R416 Fall 2018 The Tradition of Troy from the Bronze Age to the Renaissance
Mondays, 2:15–3:40, Sept. 17–Oct. 15
No class Oct. 8
Instructor: Diane Thompson
The Trojan War probably occurred in the 12th century BCE in western Anatolia. Since then it has been written about and re-imagined in many forms, including epic poetry, sculpture, painting, and plays. The Fall of Troy is perhaps the most enduring legend in Western Civilization after the Fall of Man as told in the Hebrew Bible. Both try to explain the degenerated nature of human civilization while looking back to an earlier golden age. The one important counter-example is Virgil’s Aeneid, which has the defeated Trojans founding the future Roman Empire. This course will review the possible sites and events of the Trojan War and then give an overview of the relevant mythology, Homeric epics, Greek dramas, Virgil’s Aeneid, and various medieval European retellings of the events. The course will end at the Renaissance. Dick Wilan will continue the discussion with R417 Shakespeare’s Troilus and Cressida, a four-week course on Shakespeare’s great Troy play, Troilus and Cressida.

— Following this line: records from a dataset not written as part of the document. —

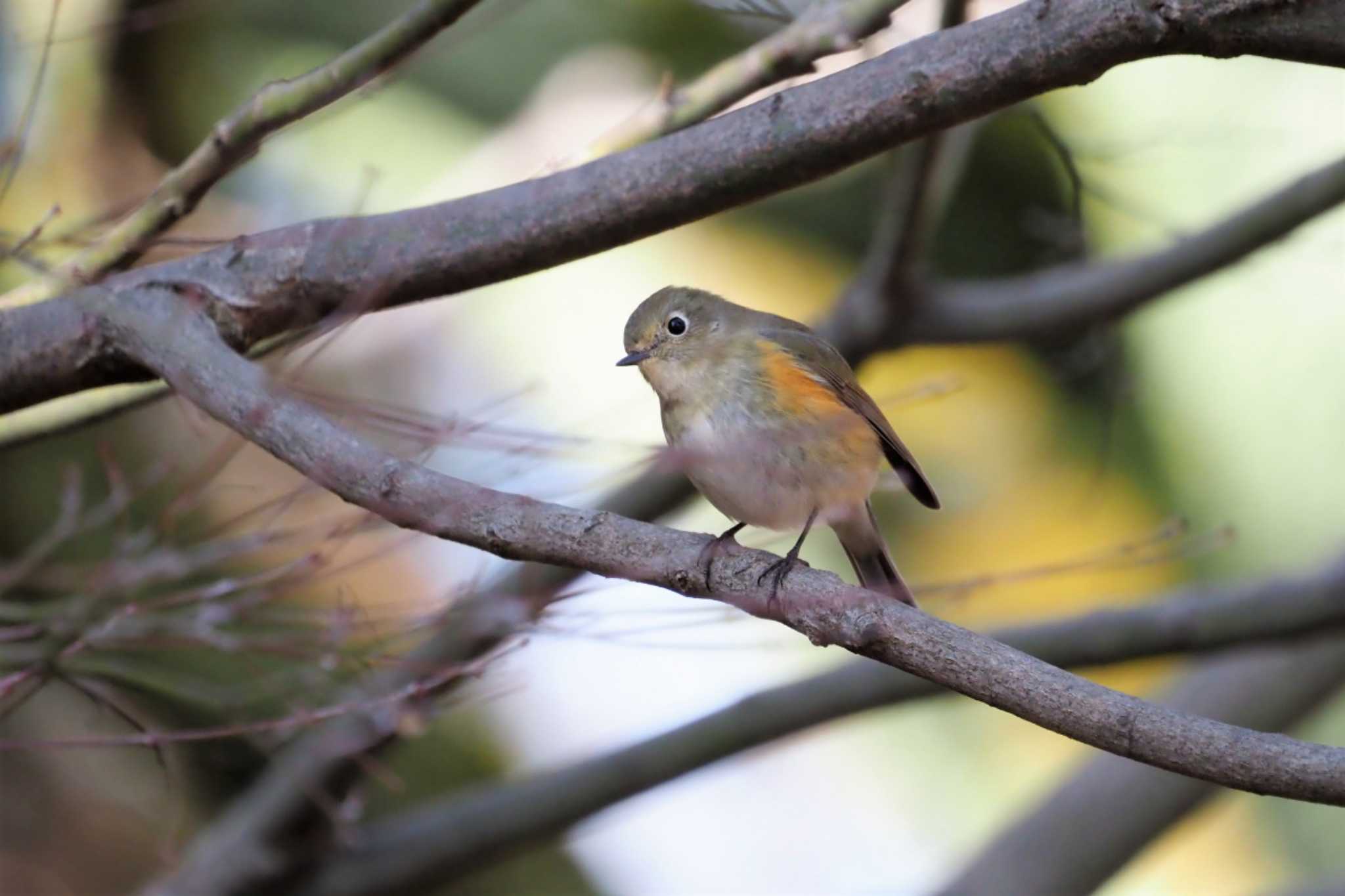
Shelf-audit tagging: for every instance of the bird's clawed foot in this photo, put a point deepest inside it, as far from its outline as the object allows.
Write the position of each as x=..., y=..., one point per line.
x=713, y=548
x=776, y=572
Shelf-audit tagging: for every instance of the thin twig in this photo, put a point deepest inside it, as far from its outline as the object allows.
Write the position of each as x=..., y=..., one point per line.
x=436, y=843
x=237, y=136
x=187, y=352
x=822, y=28
x=268, y=284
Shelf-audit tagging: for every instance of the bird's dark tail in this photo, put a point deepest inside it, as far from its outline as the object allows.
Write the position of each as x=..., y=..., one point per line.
x=868, y=553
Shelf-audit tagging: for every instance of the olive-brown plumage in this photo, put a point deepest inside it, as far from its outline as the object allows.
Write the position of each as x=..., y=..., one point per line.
x=771, y=423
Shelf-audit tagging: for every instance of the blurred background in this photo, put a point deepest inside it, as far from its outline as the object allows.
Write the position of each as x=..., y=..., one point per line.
x=1199, y=441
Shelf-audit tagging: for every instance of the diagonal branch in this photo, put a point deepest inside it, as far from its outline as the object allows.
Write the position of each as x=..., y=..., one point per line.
x=181, y=344
x=1289, y=683
x=436, y=843
x=1072, y=296
x=237, y=136
x=822, y=28
x=263, y=285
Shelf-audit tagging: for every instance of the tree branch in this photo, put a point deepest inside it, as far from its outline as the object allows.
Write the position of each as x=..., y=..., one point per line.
x=822, y=28
x=1289, y=683
x=237, y=136
x=263, y=285
x=436, y=843
x=181, y=344
x=255, y=839
x=1071, y=296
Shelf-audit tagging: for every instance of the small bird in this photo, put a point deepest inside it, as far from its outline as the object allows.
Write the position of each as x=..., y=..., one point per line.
x=771, y=425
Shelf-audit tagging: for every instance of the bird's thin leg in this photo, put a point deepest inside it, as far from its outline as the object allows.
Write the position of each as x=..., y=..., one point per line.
x=782, y=567
x=713, y=548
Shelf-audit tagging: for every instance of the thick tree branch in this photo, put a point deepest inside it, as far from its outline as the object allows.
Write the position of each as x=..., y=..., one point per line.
x=1289, y=683
x=263, y=285
x=181, y=344
x=238, y=136
x=443, y=840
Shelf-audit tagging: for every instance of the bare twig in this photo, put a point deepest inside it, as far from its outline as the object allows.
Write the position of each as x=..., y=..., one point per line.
x=291, y=277
x=439, y=842
x=182, y=344
x=255, y=839
x=237, y=136
x=822, y=28
x=18, y=144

Diane Thompson has been studying and teaching about the Trojan War and related matters since the 1970s when she first discovered what a wonderful long cut through history it offered. She is a professor emerita at Northern Virginia Community College where she still teaches world literature part time online. Her PhD is from City University of New York in comparative literature.